The four decades since The Limits of Growth have shown that we need more of it, not less. An expansion of trade, with estimated benefits exceeding $100 trillion annually toward the end of the century, would do thousands of times more good than timid feel-good policies that result from fear-mongering.

That idea, that the greatest resource of all is our own resourcefulness, animated the work of another economic optimist and foil of the dour, invariably wrong but academically coddled neo-Malthusians: Julian Simon. I’ve written of his opus The Ultimate Resource II frequently. I recommend this chapter from it for anyone who is willing to understand how someone could have written, decades ago, “When Will We Run Out of Oil? Never!
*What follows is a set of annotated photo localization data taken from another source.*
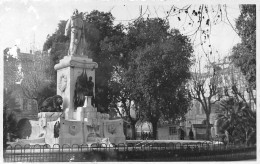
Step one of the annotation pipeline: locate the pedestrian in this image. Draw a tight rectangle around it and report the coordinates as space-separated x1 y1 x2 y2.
181 129 185 140
189 129 194 140
179 128 185 140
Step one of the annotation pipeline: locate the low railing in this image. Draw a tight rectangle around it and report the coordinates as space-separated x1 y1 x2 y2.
3 141 256 162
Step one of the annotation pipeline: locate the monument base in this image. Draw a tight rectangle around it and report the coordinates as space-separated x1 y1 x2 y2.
54 55 98 118
22 97 126 147
58 97 126 146
14 55 126 147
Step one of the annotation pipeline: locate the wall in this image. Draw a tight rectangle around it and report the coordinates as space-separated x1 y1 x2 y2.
157 125 179 140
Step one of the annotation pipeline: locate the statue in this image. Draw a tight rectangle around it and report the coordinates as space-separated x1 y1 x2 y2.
74 70 95 109
54 121 60 138
74 69 89 109
87 76 95 106
40 95 63 112
65 9 86 56
87 76 94 96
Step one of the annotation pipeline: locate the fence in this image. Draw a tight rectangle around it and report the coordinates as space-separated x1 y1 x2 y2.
3 141 256 162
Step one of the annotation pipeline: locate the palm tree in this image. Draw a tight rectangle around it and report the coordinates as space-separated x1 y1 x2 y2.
241 106 256 145
217 97 256 145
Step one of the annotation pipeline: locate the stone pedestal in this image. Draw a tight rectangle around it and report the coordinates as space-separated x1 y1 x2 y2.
38 112 62 146
12 55 126 147
58 96 112 146
103 119 125 144
54 56 98 119
52 55 126 146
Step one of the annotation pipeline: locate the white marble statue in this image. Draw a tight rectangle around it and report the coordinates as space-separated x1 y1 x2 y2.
65 9 86 56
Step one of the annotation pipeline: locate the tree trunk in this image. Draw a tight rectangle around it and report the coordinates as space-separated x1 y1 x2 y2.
205 113 211 140
130 122 136 140
245 130 248 146
151 120 158 140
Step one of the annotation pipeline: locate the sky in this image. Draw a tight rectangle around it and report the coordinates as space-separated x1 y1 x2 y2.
0 0 242 65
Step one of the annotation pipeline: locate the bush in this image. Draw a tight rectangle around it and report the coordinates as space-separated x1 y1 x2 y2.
16 118 32 139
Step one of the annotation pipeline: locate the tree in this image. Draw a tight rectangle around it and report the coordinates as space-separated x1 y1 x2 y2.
125 18 193 139
218 96 256 145
217 64 256 145
102 17 193 139
108 66 143 139
3 48 19 91
6 112 18 140
230 5 256 105
16 118 32 139
3 105 8 149
43 20 69 84
188 64 223 140
217 5 257 144
102 29 141 139
85 11 127 113
134 5 240 59
20 51 56 110
3 90 20 149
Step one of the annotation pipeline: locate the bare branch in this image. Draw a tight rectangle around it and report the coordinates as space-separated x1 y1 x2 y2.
224 5 239 35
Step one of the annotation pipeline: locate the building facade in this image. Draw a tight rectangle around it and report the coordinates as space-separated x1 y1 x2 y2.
4 47 47 122
157 124 180 140
185 59 255 140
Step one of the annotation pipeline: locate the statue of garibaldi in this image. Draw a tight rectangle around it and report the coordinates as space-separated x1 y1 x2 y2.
65 9 86 56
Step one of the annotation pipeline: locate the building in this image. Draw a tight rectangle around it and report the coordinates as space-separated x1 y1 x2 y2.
185 59 255 139
157 123 180 140
4 46 48 122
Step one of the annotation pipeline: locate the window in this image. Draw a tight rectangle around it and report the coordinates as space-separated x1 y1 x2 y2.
169 127 177 135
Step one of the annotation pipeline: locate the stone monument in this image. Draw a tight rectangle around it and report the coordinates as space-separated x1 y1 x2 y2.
65 9 87 56
52 9 125 146
13 9 125 147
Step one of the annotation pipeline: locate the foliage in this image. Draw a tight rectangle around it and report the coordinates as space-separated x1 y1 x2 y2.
188 66 223 140
5 112 18 140
3 48 19 91
85 11 126 113
3 90 20 149
3 105 8 149
3 87 21 112
136 5 240 59
102 29 138 139
218 97 256 145
230 5 256 89
20 51 56 109
16 118 32 139
43 20 69 83
107 66 142 139
127 18 193 139
4 46 56 111
103 18 193 139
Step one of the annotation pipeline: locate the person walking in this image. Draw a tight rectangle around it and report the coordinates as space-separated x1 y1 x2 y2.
189 129 194 140
179 128 185 140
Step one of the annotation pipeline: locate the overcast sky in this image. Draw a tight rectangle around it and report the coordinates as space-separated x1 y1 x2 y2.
0 0 241 65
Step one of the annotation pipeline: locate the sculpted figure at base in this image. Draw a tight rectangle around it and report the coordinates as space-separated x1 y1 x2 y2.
74 70 95 109
74 69 89 109
40 95 63 112
87 76 94 96
54 121 60 138
65 9 86 56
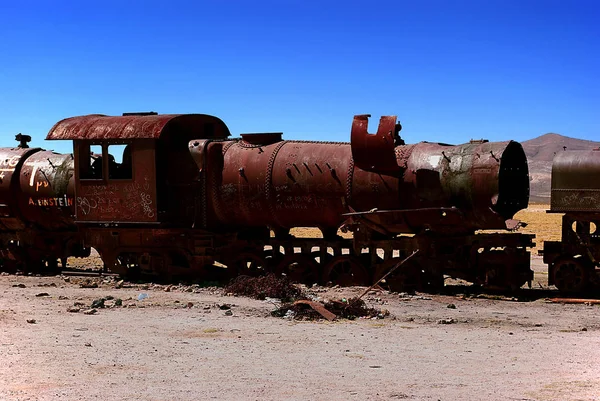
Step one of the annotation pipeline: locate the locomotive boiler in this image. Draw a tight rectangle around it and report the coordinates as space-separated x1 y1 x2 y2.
195 115 529 237
42 112 533 291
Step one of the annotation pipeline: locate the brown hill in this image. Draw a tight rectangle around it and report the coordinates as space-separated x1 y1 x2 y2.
520 133 600 202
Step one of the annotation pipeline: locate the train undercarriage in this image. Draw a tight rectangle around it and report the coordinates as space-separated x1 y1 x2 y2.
82 226 534 292
0 231 90 274
543 214 600 294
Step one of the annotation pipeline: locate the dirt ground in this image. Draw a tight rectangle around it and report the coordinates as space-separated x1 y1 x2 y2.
1 259 600 401
2 206 600 401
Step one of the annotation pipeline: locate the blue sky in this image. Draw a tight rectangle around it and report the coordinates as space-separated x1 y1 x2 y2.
0 0 598 154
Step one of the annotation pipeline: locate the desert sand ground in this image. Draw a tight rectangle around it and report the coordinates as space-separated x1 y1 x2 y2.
2 205 600 401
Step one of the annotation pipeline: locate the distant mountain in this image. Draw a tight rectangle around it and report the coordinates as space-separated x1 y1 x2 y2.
520 133 600 202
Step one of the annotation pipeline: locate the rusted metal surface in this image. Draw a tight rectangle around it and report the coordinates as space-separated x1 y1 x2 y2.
74 139 158 223
198 122 529 235
0 147 40 230
65 112 234 224
351 115 402 174
547 298 600 304
543 149 600 293
395 139 529 232
18 150 75 230
0 141 87 272
0 147 76 231
550 150 600 212
205 138 357 233
293 300 337 321
46 114 231 140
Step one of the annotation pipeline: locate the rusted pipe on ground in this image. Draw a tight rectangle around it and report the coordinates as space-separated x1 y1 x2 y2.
547 298 600 304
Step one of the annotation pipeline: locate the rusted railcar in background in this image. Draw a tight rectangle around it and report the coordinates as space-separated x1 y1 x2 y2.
43 112 534 291
543 149 600 293
0 136 88 272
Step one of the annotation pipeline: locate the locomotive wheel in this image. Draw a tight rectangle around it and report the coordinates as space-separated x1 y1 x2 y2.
322 255 370 287
0 259 18 274
229 251 269 278
374 258 422 293
263 248 284 271
44 259 61 275
552 257 590 293
276 254 320 285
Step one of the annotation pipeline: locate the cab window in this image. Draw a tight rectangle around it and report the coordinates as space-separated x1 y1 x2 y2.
108 144 132 179
79 143 103 180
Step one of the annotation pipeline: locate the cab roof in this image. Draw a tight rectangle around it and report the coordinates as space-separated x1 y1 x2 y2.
46 113 231 141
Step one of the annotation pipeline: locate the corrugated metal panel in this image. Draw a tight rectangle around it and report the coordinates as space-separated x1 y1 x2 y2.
46 114 231 140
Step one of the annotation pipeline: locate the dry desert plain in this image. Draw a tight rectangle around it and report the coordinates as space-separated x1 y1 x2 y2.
2 204 600 401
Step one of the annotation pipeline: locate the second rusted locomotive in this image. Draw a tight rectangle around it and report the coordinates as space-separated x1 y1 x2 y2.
32 112 533 291
543 149 600 293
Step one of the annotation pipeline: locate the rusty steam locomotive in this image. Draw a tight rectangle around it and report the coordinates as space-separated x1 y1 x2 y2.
542 149 600 293
0 112 538 291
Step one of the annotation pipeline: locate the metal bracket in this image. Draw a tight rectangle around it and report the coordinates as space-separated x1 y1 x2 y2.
350 114 402 174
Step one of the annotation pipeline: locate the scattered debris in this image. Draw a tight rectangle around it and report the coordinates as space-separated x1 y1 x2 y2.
80 279 98 289
263 297 282 306
137 293 149 301
114 298 123 307
273 297 386 321
225 274 303 301
186 302 194 308
224 310 233 316
447 303 456 309
12 283 26 288
292 300 336 321
26 319 36 324
83 309 97 315
58 295 69 300
91 298 105 308
35 292 50 297
437 318 456 324
115 280 124 289
84 343 92 347
218 303 231 310
67 307 80 313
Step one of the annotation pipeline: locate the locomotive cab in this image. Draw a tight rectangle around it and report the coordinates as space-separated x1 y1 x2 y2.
47 113 231 226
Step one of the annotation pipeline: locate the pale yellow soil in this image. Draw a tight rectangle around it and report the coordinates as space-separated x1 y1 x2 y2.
514 204 562 251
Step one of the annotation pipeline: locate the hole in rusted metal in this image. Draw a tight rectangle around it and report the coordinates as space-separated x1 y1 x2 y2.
494 141 529 219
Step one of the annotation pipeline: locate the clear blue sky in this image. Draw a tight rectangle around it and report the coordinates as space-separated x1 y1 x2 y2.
0 0 598 154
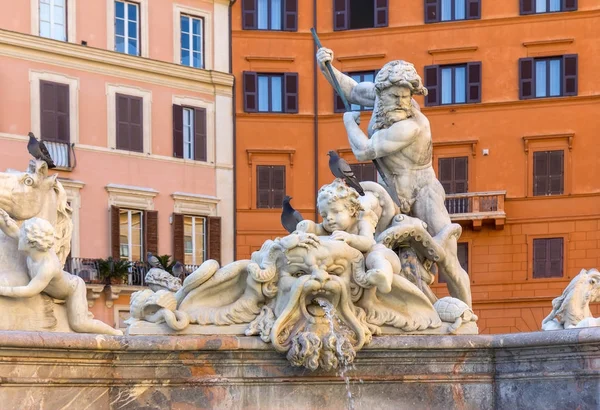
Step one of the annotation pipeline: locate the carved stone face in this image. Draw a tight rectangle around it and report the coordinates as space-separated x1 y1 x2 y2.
374 85 413 129
268 238 369 370
318 198 355 233
0 162 56 220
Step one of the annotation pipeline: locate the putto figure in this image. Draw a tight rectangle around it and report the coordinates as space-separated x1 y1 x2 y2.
317 48 471 306
0 209 122 336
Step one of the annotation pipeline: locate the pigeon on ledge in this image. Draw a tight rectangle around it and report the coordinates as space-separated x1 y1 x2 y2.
27 132 56 169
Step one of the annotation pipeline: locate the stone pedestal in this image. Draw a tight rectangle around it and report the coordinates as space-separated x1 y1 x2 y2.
0 329 598 409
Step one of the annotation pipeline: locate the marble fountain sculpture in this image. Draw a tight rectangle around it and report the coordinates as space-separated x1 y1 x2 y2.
126 53 480 371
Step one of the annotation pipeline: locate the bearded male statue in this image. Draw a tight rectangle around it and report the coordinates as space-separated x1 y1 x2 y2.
317 48 472 307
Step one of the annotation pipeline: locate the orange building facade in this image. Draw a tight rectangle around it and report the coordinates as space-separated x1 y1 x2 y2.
0 0 234 331
232 1 600 333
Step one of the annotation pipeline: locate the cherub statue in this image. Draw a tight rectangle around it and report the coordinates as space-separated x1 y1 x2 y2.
297 179 399 293
0 209 122 335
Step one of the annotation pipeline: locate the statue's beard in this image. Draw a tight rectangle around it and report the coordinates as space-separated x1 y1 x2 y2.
373 103 413 131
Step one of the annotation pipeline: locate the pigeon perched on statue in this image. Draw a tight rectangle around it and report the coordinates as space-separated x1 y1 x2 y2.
281 195 304 233
172 261 185 279
147 252 163 269
27 132 56 169
327 150 365 196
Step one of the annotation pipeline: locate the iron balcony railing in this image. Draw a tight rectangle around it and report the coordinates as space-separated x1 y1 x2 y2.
66 257 201 286
42 140 72 169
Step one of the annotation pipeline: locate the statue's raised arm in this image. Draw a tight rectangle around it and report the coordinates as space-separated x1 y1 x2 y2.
316 47 376 108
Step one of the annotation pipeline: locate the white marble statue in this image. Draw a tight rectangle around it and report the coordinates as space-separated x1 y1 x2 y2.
127 178 477 370
316 48 471 307
542 268 600 330
0 160 121 335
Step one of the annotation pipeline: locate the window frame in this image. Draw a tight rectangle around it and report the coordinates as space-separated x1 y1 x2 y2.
32 0 76 42
424 62 481 107
243 71 298 114
107 0 149 58
519 55 577 100
424 0 480 24
440 64 468 105
39 0 67 41
114 0 140 56
242 0 298 31
440 0 466 22
531 237 565 279
172 96 214 163
520 0 577 15
173 4 213 70
119 208 144 262
534 57 562 98
532 150 564 196
256 165 286 209
180 14 204 69
349 162 378 182
257 73 284 113
183 215 207 265
333 0 389 31
106 83 152 154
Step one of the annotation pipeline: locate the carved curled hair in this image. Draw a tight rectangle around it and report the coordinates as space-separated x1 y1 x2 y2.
22 217 56 252
317 179 363 217
374 60 428 96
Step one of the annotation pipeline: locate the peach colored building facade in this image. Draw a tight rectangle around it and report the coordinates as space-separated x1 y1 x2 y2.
232 1 600 333
0 0 234 330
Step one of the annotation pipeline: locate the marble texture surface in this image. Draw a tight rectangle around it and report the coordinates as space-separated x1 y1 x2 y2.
0 328 598 409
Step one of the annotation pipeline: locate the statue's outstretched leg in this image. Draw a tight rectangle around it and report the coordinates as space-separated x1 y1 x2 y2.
66 275 123 335
365 244 400 294
413 185 472 307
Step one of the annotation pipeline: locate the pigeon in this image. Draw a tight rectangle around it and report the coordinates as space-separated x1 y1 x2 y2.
172 261 185 278
281 195 304 233
147 252 163 269
327 150 365 196
27 132 56 169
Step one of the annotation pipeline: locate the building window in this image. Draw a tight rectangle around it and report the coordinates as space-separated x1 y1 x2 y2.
242 0 298 31
533 150 564 196
425 0 480 23
180 15 203 68
173 105 207 161
349 163 378 182
424 63 481 106
520 0 577 15
116 94 143 152
39 0 67 41
119 209 144 261
519 55 577 99
257 165 285 209
183 216 206 265
243 72 298 113
173 213 221 265
439 157 468 214
115 0 139 56
40 80 70 143
334 70 378 112
334 0 388 31
533 238 563 278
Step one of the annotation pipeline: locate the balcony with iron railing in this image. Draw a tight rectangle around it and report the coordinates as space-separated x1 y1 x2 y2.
65 257 201 286
42 140 74 170
445 191 507 230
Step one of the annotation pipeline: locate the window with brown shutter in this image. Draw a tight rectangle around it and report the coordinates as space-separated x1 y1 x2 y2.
257 165 286 209
424 63 481 106
533 150 564 196
40 80 70 143
520 0 577 14
439 157 469 214
350 163 378 182
533 238 564 278
111 208 146 262
172 105 207 161
144 210 158 257
173 213 185 263
424 0 480 23
242 0 297 31
519 55 577 100
243 72 298 114
207 216 221 264
334 0 388 31
116 93 143 152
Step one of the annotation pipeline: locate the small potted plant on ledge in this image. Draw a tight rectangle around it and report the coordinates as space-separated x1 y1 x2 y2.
98 257 132 285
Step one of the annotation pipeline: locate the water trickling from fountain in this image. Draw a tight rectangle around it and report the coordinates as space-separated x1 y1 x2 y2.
317 298 356 410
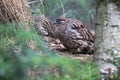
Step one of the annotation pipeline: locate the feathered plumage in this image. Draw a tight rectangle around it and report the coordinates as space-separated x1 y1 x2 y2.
53 18 94 54
33 14 55 38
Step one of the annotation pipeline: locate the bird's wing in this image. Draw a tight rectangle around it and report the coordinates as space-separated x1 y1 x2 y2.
69 19 94 42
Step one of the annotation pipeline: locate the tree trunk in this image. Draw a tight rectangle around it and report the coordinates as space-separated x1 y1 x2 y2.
95 0 120 79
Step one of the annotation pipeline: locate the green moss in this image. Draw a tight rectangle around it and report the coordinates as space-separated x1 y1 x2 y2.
95 0 107 53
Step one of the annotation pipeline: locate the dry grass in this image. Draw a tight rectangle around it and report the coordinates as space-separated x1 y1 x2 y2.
0 0 32 26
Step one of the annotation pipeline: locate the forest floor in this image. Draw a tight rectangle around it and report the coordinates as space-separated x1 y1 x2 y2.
44 36 94 62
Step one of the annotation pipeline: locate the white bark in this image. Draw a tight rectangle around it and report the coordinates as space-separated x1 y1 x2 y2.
95 1 120 79
101 3 120 51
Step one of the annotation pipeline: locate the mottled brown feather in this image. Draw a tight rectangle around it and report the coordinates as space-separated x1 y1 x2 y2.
53 18 94 54
34 14 55 38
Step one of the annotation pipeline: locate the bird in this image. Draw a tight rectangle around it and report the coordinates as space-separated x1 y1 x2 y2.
33 14 64 50
33 14 55 38
53 18 94 54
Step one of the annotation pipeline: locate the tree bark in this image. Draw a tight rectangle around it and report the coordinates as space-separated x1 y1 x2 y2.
95 0 120 79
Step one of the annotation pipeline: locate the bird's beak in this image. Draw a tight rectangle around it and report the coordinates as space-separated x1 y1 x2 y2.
53 21 57 25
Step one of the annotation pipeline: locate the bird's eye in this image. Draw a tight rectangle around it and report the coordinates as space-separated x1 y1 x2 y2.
60 20 65 23
53 18 66 25
56 19 65 24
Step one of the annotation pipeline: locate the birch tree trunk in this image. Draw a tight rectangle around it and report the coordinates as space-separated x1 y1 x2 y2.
95 0 120 79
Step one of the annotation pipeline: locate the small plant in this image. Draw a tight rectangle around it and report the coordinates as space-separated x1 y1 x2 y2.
0 23 100 80
28 0 96 29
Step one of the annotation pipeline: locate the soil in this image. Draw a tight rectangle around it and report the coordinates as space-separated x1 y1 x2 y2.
44 36 94 62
Readers will note, I’m sure, that Simon even anticipates there would be technological breakthroughs leading to the recovering of oil and gas from shale. The Club of Rome, Paul Ehrlich, and their ideological kin would have anticipated stories written in the 21st Century featuring the words “oil is dead” but they could never have dreamed that the word “oil” would have been modified by “Peak.” That is, they expected oil to have run out by now, but instead what has run its course is the idea that we will ever run out of oil.

P.S. Lomborg’s citation of China leading the worldwide decline in poverty reminds me that UNC-Chapel Hill professor of nutrition Barry Popkin described how people not starving to death anymore “threatened” to drag down China’s economy if they don’t learn how to deal with the increase in life expectancy. Which reminds me of Christopher Horner’s observation that

Our species’ proliferation is no small aggravation to our green friends, who long have predicted outlandish population figures and concomitant nutritional disaster, and adamantly insist that current population is “unsustainable,” a clame they have been making for decades. According to doomsayers like Paul Ehrlich, the proper or “sustainable” population of the Earth is between one and two billion; above that, famine is guaranteed. Somehow, on a “starving” planet housing well over six billion, obesity is declared an epidemic.